The iShares Edge MSCI USA Value Factor UCITS ETF (LON: IUVL) gathered over $600 million in net new assets last month, accounting for 6.3% of overall European-domiciled ETF inflows.

The fund’s assets under management is approximately $890m, an impressive amount given it only launched in October last year. It costs 0.20% in annual fees and focuses on US companies that are undervalued, relative to their fundamentals. The underlying index tracks 148 companies, with 23% in technology, 14.3% in financials and 13.6% in healthcare – sectors that are cyclical and perform well in a positive market environment.

The US bull run started in 2009, shortly after former President Barack Obama stepped into office, with the SPDR S&P 500 ETF Trust (NYSE ARCA: SPY) rising around 200% over the past eight years.

However, some analysts are now worried that US valuations appear overstretched. The iShares MSCI USA UCITS ETF (LON: CSUS) has a price-to-earnings ratio of 21.0 and the iShares Core S&P 500 UCITS ETF (LON: CSPX) has a similar P/E ratio of 20.9. Reflecting its value-focused nature, IUVL has a P/E ratio of 14.2.

Performance-wise, IUVL has fallen short of the broader market since the New Year. It gained 1.9%, compared to CSUS and CSPX which have both returned 4.3% to 22 March.

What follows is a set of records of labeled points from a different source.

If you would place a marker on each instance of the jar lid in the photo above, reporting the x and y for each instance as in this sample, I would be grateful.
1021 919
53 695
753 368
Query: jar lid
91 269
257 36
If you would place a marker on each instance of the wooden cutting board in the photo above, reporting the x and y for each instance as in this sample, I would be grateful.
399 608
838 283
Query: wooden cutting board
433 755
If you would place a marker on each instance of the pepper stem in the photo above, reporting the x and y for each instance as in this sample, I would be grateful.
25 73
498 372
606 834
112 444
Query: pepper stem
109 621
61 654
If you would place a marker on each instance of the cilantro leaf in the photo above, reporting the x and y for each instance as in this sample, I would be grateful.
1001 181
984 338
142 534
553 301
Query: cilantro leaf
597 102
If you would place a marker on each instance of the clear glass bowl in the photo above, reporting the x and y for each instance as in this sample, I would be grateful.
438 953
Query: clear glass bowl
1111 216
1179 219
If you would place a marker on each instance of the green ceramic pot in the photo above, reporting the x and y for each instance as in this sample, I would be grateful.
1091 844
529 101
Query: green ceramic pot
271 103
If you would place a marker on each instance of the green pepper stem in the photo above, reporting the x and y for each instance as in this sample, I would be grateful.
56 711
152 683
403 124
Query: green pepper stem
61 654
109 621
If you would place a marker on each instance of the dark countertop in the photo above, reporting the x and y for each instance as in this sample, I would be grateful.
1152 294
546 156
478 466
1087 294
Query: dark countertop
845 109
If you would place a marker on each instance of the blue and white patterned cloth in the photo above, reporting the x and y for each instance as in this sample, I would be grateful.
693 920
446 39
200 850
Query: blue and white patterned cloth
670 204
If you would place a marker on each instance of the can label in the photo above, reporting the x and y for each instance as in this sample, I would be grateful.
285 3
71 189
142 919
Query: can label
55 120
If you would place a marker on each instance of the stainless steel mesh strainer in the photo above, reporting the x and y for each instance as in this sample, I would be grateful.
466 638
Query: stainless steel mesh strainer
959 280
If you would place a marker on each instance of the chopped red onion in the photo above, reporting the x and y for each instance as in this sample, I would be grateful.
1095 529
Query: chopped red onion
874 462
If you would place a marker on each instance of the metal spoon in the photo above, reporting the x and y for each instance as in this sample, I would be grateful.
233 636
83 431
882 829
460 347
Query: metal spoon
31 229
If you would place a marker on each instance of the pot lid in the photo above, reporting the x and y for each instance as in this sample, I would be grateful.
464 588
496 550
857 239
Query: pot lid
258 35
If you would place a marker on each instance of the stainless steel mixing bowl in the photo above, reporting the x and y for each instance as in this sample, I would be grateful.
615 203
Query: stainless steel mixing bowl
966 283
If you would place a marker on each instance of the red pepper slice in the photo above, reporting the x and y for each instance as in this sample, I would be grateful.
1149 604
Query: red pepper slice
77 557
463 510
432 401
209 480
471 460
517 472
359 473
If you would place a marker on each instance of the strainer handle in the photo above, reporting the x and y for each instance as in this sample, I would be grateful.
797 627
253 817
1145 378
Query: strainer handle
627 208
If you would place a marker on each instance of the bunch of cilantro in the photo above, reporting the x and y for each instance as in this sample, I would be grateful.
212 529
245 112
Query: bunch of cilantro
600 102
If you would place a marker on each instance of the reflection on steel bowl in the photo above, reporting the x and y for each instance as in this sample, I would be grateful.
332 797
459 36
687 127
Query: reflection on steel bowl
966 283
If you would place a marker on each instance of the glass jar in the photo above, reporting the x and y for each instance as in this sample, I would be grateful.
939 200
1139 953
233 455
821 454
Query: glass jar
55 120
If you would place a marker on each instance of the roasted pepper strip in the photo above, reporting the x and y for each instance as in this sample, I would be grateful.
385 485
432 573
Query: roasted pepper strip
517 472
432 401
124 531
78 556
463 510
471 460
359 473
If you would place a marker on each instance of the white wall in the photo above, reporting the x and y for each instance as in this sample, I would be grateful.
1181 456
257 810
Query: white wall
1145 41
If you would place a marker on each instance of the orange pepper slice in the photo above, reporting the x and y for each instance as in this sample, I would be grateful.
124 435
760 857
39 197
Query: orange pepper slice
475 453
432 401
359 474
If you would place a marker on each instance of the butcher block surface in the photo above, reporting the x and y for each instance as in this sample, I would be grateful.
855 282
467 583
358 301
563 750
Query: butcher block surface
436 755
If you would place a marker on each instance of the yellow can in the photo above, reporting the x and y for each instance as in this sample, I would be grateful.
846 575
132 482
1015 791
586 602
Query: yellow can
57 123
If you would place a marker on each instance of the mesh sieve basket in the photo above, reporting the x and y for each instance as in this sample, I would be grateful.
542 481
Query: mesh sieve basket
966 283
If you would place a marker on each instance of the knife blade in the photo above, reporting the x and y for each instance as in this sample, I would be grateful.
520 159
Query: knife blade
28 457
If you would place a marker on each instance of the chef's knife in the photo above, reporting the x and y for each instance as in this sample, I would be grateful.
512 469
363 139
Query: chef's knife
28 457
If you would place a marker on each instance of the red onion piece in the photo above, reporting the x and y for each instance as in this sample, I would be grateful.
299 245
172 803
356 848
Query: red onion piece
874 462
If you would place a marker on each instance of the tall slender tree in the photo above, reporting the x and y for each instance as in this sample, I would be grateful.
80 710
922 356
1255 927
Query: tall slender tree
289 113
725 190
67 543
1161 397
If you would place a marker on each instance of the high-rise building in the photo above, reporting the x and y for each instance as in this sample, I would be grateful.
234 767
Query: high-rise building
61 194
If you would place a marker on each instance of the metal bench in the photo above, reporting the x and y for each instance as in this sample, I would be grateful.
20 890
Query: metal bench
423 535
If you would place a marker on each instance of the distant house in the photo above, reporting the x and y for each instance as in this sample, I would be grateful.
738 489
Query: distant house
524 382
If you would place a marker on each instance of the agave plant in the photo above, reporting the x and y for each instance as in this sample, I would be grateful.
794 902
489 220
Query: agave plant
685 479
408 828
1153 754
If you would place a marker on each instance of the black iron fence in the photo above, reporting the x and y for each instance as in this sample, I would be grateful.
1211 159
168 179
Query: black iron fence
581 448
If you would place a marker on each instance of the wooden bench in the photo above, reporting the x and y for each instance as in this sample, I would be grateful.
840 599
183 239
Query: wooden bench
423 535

Since launch, however, IUVL has edged ahead at 12.6% versus CSUS’s 10.6% and CSPX’s 10.7%.

BlackRock’s February ETP Landscape report explained that individual factor funds are likely to be highly cyclical, although they typically demonstrate positive returns over the long term.

“Since the US election, there has been a clear rotation from low volatility ETFs towards pro-cyclical factor exposures that tend to outperform in strong macro environments,” the report said.

Value factor ETFs have soaked up $2.1bn since the election on 8 November, compared to just $0.1bn in momentum funds. Defensive-focused, low volatility ETFs in Europe saw outflows of $1bn in the same timeframe.

There are several value ETFs available to investors apart from IUVL. The nearest competitor in terms of assets and fees is the $535m UBS MSCI USA Value UCITS ETF (LON: UC07) which costs 0.20%. The fund launched in 2012 and is only available in a GBP-listed share class after the USD ticker was delisted.

Another popular choice is the Ossiam Shiller Barclays Cape US Sector Value TR USD UCITS ETF (LON: UCAP) which boasts assets of $759m and one-year returns of 23%. UCAP uses the Cyclically Adjusted Price-to-Earnings (CAPE) ratio to time a sector-rotation strategy, seeking to identify and favour undervalued sectors and avoid those that are overvalued. The catch is the higher price tag of 0.65%.

The recent boost in overall equity ETF inflows will have certainly helped to push iShares’ IUVL, along with other value funds, to the top spot in February.

Lipper data found that equity ETFs saw their fifth consecutive month of the highest net inflows in the industry, gaining €6.1bn.

Net inflows and positive market impacts, said Lipper, pushed overall assets in the European ETF industry to €550.3bn at the end of February, up from €524bn the previous month.